Hm, did I say from the get-go?
No, I did
They (Wilson Benesch) have an advantage over Rega - they could use computer modelling and finite element analysis from the get-go
Unfortunately (for me) you started in the '80s a couple of decades after me. The "2-bit variety" I cut my teeth on actually had 6-bit addressing - hence 64 memory locations.
Finite element analysis has nothing to do with electronics or circuit design. It is mainly used in structural analysis, for example to predict the crash performance of a car body, or the propagation of vibrations in a tonearm. To do this, the overall mechanical structure is modelled as a mesh, and forces for each link in the mesh are modelled as differential equations which very powerful computers can solve. The finer the mesh, the more accurate the results, but the more compute power you need.
When Australia had a car industry, the boffins at Holden used finite element analysis to design and crash test a ground-up design, the Commodore, and go to full production, without creating any physical prototypes.

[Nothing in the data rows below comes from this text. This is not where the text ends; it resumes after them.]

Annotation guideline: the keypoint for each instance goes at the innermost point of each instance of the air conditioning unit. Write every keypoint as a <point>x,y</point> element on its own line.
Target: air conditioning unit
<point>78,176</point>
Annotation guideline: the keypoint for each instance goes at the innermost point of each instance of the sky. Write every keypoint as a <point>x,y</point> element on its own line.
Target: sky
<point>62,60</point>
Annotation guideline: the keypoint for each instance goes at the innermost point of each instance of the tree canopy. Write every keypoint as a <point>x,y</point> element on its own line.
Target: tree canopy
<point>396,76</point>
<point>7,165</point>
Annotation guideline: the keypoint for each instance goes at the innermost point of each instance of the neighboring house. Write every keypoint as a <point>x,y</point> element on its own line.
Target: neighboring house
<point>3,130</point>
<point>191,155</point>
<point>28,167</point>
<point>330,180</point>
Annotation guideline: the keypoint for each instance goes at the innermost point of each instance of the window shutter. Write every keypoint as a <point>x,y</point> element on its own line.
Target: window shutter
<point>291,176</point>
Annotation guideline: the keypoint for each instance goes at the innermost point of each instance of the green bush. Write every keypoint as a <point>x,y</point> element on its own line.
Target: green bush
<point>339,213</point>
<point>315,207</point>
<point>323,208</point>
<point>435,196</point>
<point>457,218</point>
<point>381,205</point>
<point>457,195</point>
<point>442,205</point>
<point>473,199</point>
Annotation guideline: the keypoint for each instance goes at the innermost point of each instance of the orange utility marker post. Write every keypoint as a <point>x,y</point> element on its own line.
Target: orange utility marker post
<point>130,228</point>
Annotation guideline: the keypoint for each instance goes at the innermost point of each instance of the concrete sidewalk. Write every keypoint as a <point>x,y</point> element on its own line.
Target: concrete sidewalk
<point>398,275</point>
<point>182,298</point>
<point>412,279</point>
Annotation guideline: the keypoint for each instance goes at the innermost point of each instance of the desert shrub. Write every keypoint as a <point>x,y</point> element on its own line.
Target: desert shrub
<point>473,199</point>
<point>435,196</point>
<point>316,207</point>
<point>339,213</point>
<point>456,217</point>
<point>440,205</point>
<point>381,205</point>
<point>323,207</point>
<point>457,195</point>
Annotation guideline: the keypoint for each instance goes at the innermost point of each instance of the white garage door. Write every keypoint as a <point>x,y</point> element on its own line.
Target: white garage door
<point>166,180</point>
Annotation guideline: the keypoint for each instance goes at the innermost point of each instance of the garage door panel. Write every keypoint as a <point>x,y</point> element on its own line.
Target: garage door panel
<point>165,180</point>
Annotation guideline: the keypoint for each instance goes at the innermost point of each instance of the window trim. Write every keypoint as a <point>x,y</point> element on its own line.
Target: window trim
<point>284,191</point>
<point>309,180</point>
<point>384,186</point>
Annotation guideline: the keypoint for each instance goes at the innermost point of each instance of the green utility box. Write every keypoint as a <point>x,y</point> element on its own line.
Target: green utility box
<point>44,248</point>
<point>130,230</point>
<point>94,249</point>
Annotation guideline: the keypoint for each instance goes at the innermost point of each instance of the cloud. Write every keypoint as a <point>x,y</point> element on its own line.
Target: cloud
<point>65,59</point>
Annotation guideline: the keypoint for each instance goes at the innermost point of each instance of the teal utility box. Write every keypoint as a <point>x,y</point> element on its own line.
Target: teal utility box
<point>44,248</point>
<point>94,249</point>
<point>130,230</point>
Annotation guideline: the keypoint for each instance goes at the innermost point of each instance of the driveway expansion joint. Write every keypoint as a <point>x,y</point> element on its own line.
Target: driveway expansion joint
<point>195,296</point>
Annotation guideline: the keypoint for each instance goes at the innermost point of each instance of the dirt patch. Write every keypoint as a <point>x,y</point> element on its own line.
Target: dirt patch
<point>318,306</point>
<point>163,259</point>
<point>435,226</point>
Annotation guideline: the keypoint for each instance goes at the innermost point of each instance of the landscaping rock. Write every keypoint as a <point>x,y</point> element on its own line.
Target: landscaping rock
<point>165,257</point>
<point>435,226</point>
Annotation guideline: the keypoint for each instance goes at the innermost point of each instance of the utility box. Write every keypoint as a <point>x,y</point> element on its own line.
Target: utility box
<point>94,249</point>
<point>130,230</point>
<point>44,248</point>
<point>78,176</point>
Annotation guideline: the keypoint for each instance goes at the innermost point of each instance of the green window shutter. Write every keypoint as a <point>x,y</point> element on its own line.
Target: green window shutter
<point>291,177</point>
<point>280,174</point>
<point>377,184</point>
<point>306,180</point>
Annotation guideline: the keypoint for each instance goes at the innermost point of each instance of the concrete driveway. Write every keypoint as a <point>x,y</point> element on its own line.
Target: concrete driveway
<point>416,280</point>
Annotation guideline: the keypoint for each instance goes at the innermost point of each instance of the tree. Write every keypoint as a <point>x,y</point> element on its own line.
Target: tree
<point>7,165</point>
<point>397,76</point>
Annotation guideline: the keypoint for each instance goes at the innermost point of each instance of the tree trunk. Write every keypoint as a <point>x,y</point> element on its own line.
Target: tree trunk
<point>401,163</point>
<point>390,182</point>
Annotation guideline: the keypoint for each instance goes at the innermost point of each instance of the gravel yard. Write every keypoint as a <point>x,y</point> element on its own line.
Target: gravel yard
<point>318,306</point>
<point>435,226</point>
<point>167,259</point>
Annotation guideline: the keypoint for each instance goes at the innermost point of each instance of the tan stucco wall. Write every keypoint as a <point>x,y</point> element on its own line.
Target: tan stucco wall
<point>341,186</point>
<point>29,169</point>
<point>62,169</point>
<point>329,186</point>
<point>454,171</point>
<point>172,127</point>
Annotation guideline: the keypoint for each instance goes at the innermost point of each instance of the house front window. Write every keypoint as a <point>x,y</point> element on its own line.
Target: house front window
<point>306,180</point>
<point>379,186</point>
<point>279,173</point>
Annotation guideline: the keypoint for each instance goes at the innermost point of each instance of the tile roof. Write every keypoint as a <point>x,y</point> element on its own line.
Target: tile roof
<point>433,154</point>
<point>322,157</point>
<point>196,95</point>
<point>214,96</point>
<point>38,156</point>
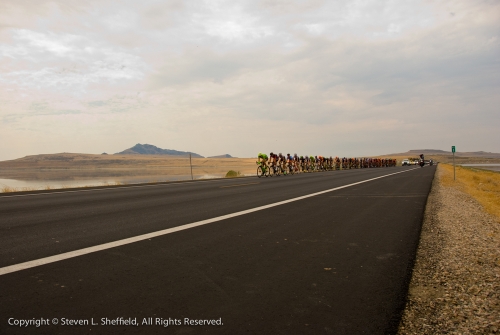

In my opinion, the memory address restrictions in computers were suddenly blown away by the release in 1978 of the 32-bit Virtual Address eXtension (VAX) by Digital Equipment Corporation. It could directly address 4-gigabytes of virtual memory. Back then real memory was still extremely expensive - I agonised whether the two VAX-11/780s I needed should have one megabyte of real memory, or one and a quarter. Each computer needed several full-size cabinets. Most Australian universities at that time could afford to acquire one VAX typically supporting 100 time-sharing users.
By 1985 almost the same performance and exactly the same architecture could be had from the MicroVAX II, with a single-chip cpu, a cabinet you could carry and a price tag smallish companies could afford. You could hook dozens of them up with your Ethernet cards and make a passable supercomputer. But this was well after Rega was founded.
Did you work for British Leyland or something? Killed by a lack of forward thinking and among other things
I don't think British Leyland was killed by lack of forward-thinking engineers. You only have to think of the Mini, which set the design parameters for almost every small car produced today - front-wheel drive, east-west engine, wheels at the corners. Then its bigger brothers, with Citroen-like suspension but without the expensive pumps, the 1100 and 1800.
In my opinion, it was killed by the difficulty of successfully managing mergers and acquisitions. The heads of Morris and Austin had been fierce rivals, then were supposed to cooperate. Add rivals Triumph and innovative Rover to the mix. And try to make it work in a class-riddled country plagued with industrial disputes.